Cuánto podría caber en dos manos
y en una piel. Cuánto, más allá de los límites, podría traspasar los huesos y
volcarse: agua que excede al cauce. Cuánto pueden derramarse e inundarse unos
únicos labios.
Cuánto puede encerrar un único
pecho y cuánto sin saber detrás de los lóbulos de las orejas, en la sangre que
late en las muñecas. Cuánto se puede sentir y de cuántas formas acariciar el
perfil de los otros.
Cuánto palpitar, de cuántas
maneras, de cuántas maneras lamer el dolor ajeno y el propio. Cuál es el
vestido para este pulso que nace y supera y traspasa y sublima, rebasa, llena y
vuelca brutalmente hacia fuera y colma, colma...
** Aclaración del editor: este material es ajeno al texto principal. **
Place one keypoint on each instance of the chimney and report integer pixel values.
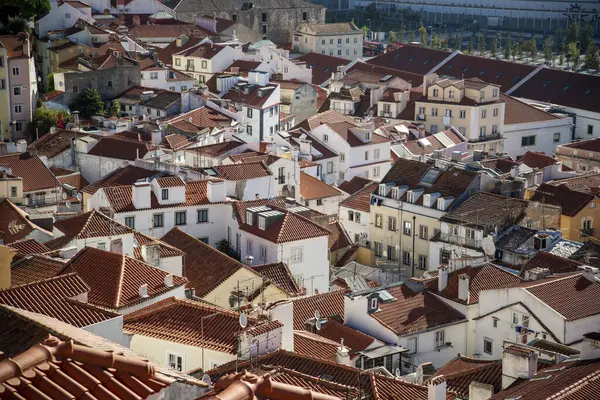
(140, 195)
(463, 287)
(151, 253)
(590, 347)
(436, 389)
(442, 278)
(517, 363)
(592, 274)
(6, 256)
(143, 291)
(342, 356)
(215, 191)
(169, 280)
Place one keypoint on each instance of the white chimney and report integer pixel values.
(140, 195)
(216, 191)
(342, 356)
(436, 389)
(143, 290)
(442, 278)
(151, 254)
(463, 287)
(169, 280)
(518, 363)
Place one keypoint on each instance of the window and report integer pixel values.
(175, 362)
(411, 344)
(407, 228)
(263, 252)
(158, 220)
(181, 218)
(391, 253)
(556, 137)
(528, 141)
(423, 232)
(439, 339)
(487, 345)
(202, 216)
(378, 250)
(297, 254)
(378, 220)
(392, 225)
(422, 262)
(130, 222)
(406, 257)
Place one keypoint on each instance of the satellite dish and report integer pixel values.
(318, 324)
(243, 320)
(488, 246)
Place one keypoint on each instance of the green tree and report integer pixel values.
(392, 37)
(402, 33)
(49, 83)
(423, 35)
(88, 103)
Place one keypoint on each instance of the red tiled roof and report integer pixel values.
(322, 66)
(485, 277)
(54, 297)
(62, 370)
(116, 285)
(312, 345)
(413, 312)
(36, 176)
(127, 175)
(167, 319)
(354, 185)
(570, 201)
(280, 275)
(329, 304)
(205, 267)
(573, 297)
(312, 188)
(240, 172)
(360, 200)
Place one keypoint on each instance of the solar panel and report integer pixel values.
(430, 176)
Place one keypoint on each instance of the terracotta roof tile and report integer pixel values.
(312, 188)
(36, 176)
(413, 312)
(205, 267)
(34, 268)
(570, 201)
(167, 319)
(53, 297)
(116, 285)
(361, 200)
(66, 371)
(280, 275)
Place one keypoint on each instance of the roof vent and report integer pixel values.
(143, 291)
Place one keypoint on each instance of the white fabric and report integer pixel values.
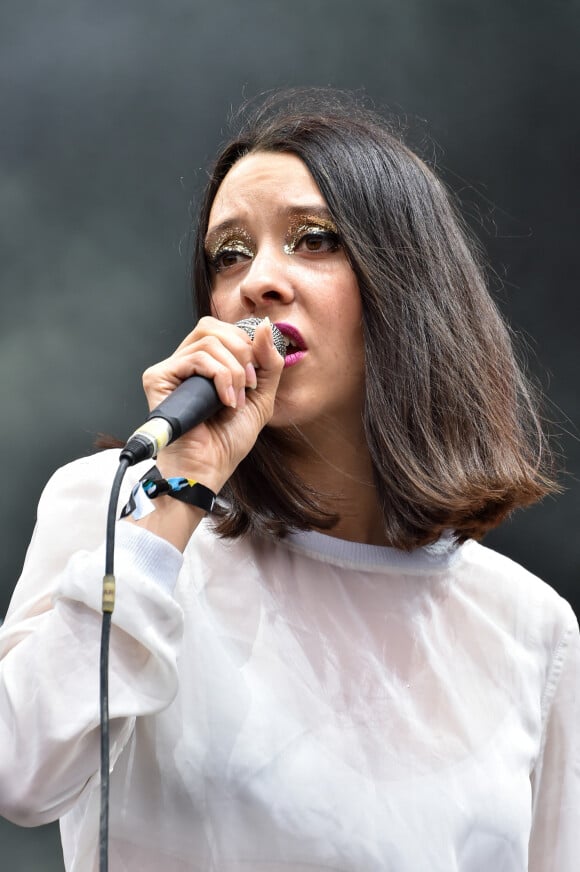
(308, 705)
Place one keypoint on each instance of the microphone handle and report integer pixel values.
(190, 404)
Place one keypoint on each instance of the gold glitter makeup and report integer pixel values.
(231, 240)
(314, 226)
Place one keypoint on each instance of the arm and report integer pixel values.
(49, 645)
(555, 836)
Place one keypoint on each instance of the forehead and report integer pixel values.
(264, 180)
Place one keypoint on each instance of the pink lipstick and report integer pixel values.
(295, 345)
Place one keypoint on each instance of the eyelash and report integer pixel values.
(319, 234)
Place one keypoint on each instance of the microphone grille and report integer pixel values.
(249, 326)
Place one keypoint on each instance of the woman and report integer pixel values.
(386, 694)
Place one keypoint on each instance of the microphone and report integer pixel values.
(192, 402)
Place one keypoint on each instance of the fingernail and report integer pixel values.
(231, 397)
(251, 378)
(269, 323)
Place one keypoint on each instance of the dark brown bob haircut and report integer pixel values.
(450, 420)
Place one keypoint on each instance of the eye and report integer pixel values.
(229, 255)
(314, 239)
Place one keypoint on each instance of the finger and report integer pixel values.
(213, 361)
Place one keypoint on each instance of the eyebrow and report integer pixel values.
(306, 211)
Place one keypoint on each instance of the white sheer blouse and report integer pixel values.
(312, 704)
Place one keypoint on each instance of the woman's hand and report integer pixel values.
(246, 375)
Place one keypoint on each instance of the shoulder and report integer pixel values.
(516, 598)
(87, 480)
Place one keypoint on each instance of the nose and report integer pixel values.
(267, 282)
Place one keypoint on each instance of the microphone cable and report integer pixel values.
(108, 604)
(180, 411)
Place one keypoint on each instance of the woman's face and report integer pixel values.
(275, 251)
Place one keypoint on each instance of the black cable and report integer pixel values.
(108, 605)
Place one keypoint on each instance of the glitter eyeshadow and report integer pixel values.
(302, 225)
(234, 239)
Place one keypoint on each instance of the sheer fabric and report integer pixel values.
(311, 704)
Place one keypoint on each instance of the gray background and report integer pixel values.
(109, 114)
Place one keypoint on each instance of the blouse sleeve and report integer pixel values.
(50, 642)
(555, 836)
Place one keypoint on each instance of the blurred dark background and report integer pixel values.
(110, 113)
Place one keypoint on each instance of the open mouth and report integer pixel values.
(292, 338)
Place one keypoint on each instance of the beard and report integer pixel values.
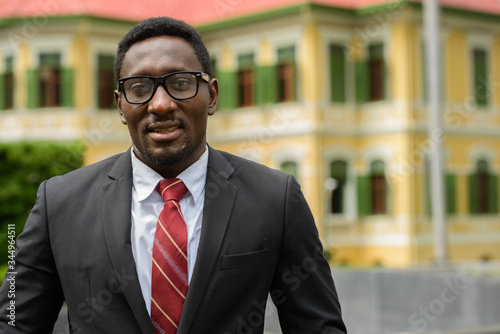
(170, 159)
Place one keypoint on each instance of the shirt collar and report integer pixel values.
(145, 179)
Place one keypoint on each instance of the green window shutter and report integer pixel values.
(493, 194)
(428, 190)
(473, 209)
(364, 195)
(266, 85)
(2, 92)
(290, 167)
(451, 201)
(481, 77)
(362, 82)
(33, 89)
(337, 73)
(67, 84)
(228, 90)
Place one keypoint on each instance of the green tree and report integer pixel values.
(23, 166)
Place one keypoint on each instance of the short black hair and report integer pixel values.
(163, 26)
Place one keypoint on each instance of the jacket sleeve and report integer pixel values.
(31, 295)
(303, 289)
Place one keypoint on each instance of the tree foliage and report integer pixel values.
(23, 166)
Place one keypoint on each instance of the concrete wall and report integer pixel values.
(465, 301)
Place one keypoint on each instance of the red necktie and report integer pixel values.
(169, 281)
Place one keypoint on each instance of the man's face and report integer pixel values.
(168, 135)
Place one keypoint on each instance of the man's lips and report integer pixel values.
(167, 130)
(164, 131)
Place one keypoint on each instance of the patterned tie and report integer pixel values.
(169, 280)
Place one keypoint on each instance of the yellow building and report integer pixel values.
(328, 91)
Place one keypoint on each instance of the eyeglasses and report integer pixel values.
(140, 89)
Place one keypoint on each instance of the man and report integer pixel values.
(126, 260)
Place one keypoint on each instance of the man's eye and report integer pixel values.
(138, 88)
(181, 84)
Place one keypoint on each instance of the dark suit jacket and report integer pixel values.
(258, 237)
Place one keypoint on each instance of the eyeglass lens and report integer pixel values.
(179, 86)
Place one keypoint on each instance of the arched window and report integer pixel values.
(378, 187)
(483, 189)
(338, 175)
(482, 179)
(290, 167)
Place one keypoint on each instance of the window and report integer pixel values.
(106, 81)
(246, 80)
(337, 73)
(338, 173)
(481, 90)
(372, 190)
(483, 190)
(7, 85)
(50, 85)
(286, 74)
(49, 80)
(378, 187)
(376, 72)
(290, 167)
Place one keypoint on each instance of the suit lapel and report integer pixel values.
(219, 199)
(116, 204)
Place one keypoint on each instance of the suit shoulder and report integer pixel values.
(89, 173)
(251, 168)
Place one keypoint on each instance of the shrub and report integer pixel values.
(23, 166)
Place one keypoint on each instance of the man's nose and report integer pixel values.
(161, 102)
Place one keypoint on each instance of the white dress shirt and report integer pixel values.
(146, 207)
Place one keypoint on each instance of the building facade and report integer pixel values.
(330, 93)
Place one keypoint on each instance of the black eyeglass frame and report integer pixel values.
(161, 81)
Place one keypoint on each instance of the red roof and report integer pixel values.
(196, 12)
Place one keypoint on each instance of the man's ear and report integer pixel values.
(118, 101)
(213, 89)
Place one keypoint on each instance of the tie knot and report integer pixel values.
(172, 189)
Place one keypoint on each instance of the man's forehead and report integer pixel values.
(161, 51)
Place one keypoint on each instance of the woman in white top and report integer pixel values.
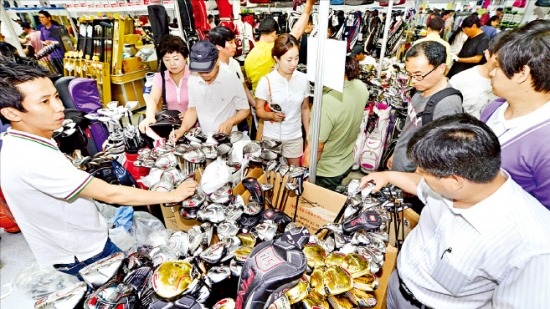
(288, 89)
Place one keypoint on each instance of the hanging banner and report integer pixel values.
(334, 62)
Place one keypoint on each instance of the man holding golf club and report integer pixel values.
(482, 241)
(52, 200)
(217, 99)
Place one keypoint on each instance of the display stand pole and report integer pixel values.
(14, 36)
(385, 37)
(318, 91)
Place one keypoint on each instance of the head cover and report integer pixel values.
(203, 57)
(357, 49)
(268, 25)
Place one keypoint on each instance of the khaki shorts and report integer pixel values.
(293, 148)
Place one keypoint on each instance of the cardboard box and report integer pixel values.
(185, 224)
(316, 207)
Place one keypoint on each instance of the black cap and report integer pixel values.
(203, 57)
(268, 25)
(357, 49)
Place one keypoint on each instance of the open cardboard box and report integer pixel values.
(316, 207)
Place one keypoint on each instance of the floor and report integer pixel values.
(14, 255)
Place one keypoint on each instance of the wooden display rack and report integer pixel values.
(115, 80)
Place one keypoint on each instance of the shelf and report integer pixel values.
(128, 77)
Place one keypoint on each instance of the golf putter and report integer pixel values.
(283, 170)
(253, 186)
(299, 191)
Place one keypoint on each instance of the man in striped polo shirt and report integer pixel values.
(51, 200)
(482, 241)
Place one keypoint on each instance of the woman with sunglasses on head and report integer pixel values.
(286, 91)
(174, 54)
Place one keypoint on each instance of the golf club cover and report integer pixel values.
(272, 267)
(253, 186)
(369, 220)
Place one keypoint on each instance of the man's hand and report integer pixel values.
(175, 135)
(454, 57)
(389, 164)
(185, 190)
(380, 179)
(145, 123)
(278, 116)
(226, 127)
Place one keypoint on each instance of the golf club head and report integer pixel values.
(221, 137)
(268, 155)
(253, 186)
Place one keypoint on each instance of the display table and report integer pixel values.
(390, 263)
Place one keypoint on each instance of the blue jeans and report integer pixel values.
(73, 268)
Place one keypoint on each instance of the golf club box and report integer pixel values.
(174, 221)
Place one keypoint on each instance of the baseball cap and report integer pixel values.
(268, 25)
(357, 49)
(203, 57)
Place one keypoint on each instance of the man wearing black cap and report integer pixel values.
(216, 97)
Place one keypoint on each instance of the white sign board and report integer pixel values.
(333, 62)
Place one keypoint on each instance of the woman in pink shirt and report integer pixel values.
(174, 54)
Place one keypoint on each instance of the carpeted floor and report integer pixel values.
(14, 255)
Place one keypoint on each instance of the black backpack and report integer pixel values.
(428, 113)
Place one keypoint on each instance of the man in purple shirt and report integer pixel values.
(49, 36)
(522, 121)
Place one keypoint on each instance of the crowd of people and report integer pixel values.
(472, 150)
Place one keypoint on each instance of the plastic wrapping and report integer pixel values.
(37, 282)
(144, 225)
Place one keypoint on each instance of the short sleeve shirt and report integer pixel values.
(290, 95)
(259, 62)
(218, 101)
(42, 186)
(177, 96)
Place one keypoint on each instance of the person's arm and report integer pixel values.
(307, 152)
(228, 125)
(306, 114)
(240, 102)
(249, 96)
(187, 123)
(124, 195)
(300, 26)
(526, 286)
(151, 103)
(406, 181)
(473, 59)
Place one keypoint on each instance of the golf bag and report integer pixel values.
(85, 137)
(200, 18)
(271, 268)
(188, 21)
(159, 22)
(396, 124)
(371, 140)
(86, 98)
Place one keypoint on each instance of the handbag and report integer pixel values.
(167, 119)
(259, 134)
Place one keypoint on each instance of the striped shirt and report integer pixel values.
(495, 254)
(42, 186)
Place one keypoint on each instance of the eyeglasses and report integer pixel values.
(420, 77)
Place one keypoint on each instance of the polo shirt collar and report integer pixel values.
(216, 81)
(32, 138)
(294, 74)
(482, 215)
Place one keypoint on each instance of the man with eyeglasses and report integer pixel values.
(425, 65)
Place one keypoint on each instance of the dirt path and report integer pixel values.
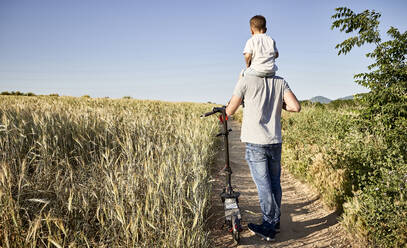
(305, 222)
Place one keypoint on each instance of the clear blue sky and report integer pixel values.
(174, 50)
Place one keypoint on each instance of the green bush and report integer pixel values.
(354, 171)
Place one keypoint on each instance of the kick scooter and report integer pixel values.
(230, 198)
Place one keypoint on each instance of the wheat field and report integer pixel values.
(83, 172)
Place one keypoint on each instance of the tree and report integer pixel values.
(385, 106)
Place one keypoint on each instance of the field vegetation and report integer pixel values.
(355, 172)
(83, 172)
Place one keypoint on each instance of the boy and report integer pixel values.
(260, 51)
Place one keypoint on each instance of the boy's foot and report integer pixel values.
(264, 230)
(277, 227)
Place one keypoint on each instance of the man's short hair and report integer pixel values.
(258, 22)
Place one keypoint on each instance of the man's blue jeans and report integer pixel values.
(265, 165)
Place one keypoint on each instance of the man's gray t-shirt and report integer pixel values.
(263, 101)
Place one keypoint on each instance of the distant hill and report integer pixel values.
(320, 99)
(346, 98)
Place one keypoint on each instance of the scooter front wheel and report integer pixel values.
(236, 229)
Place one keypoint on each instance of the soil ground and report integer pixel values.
(305, 221)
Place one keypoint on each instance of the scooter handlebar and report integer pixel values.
(214, 111)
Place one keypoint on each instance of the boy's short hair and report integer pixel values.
(258, 22)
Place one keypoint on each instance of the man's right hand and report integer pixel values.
(290, 102)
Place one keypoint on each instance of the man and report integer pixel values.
(264, 99)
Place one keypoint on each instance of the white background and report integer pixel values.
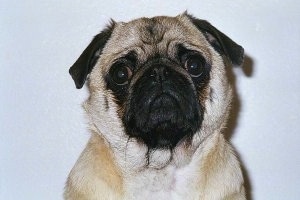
(43, 127)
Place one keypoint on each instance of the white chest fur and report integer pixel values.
(212, 173)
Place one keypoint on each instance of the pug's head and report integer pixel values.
(158, 80)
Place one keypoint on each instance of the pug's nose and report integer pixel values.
(159, 73)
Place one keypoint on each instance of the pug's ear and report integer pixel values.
(87, 60)
(220, 42)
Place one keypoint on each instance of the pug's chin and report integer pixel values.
(165, 135)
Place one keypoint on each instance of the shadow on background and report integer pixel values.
(247, 69)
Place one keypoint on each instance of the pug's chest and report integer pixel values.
(169, 183)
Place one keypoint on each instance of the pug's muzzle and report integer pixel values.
(162, 106)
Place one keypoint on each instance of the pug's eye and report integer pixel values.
(121, 74)
(195, 66)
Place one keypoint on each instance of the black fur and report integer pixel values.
(86, 61)
(162, 110)
(222, 43)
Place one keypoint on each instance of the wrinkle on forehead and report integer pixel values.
(158, 35)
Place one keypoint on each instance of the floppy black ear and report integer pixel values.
(220, 42)
(86, 61)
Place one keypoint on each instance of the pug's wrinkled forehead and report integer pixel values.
(146, 37)
(158, 36)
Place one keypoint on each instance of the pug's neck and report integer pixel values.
(164, 175)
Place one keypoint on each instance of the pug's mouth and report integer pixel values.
(164, 122)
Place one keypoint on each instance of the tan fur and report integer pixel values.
(113, 167)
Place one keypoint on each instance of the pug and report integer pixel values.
(159, 100)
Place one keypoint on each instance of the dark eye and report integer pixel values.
(121, 74)
(195, 66)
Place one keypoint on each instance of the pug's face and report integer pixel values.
(162, 79)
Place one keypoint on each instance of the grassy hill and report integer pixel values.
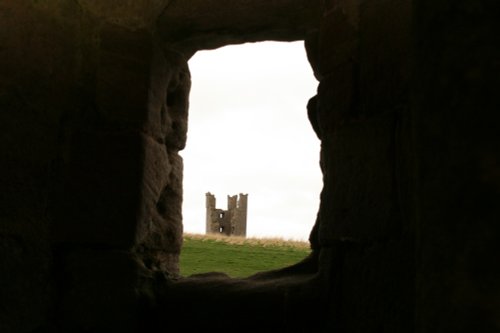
(238, 256)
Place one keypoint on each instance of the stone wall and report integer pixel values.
(93, 113)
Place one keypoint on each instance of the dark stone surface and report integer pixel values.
(93, 114)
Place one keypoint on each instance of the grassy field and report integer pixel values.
(238, 256)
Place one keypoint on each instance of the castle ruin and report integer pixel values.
(230, 222)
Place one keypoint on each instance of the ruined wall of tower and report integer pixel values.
(240, 216)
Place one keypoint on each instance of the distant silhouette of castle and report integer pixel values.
(232, 221)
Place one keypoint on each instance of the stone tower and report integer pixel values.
(232, 221)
Convertida en labios desnudos, en
sexo desnudo, en herida abierta, en sangre que acaricia las piernas, en el rojo
bello y silencio que roza el silencio ajeno. Perdida en este crisol. Pura
exposición que encuentra poder en la fragilidad, lo toma y se alimenta del
cristal del que están hechos los huesos.
Creer en la inmortalidad mientras
el espejismo se fragmenta: dioses nuevos para miedos arcanos. Morimos tantas
veces como renacemos.
En la despedida cabría
preguntarse de cuántas formas nos hospedó el último impulso cuando no quedaba
nadie… Y cuando ya no quedaba nadie, quién calentó la piel.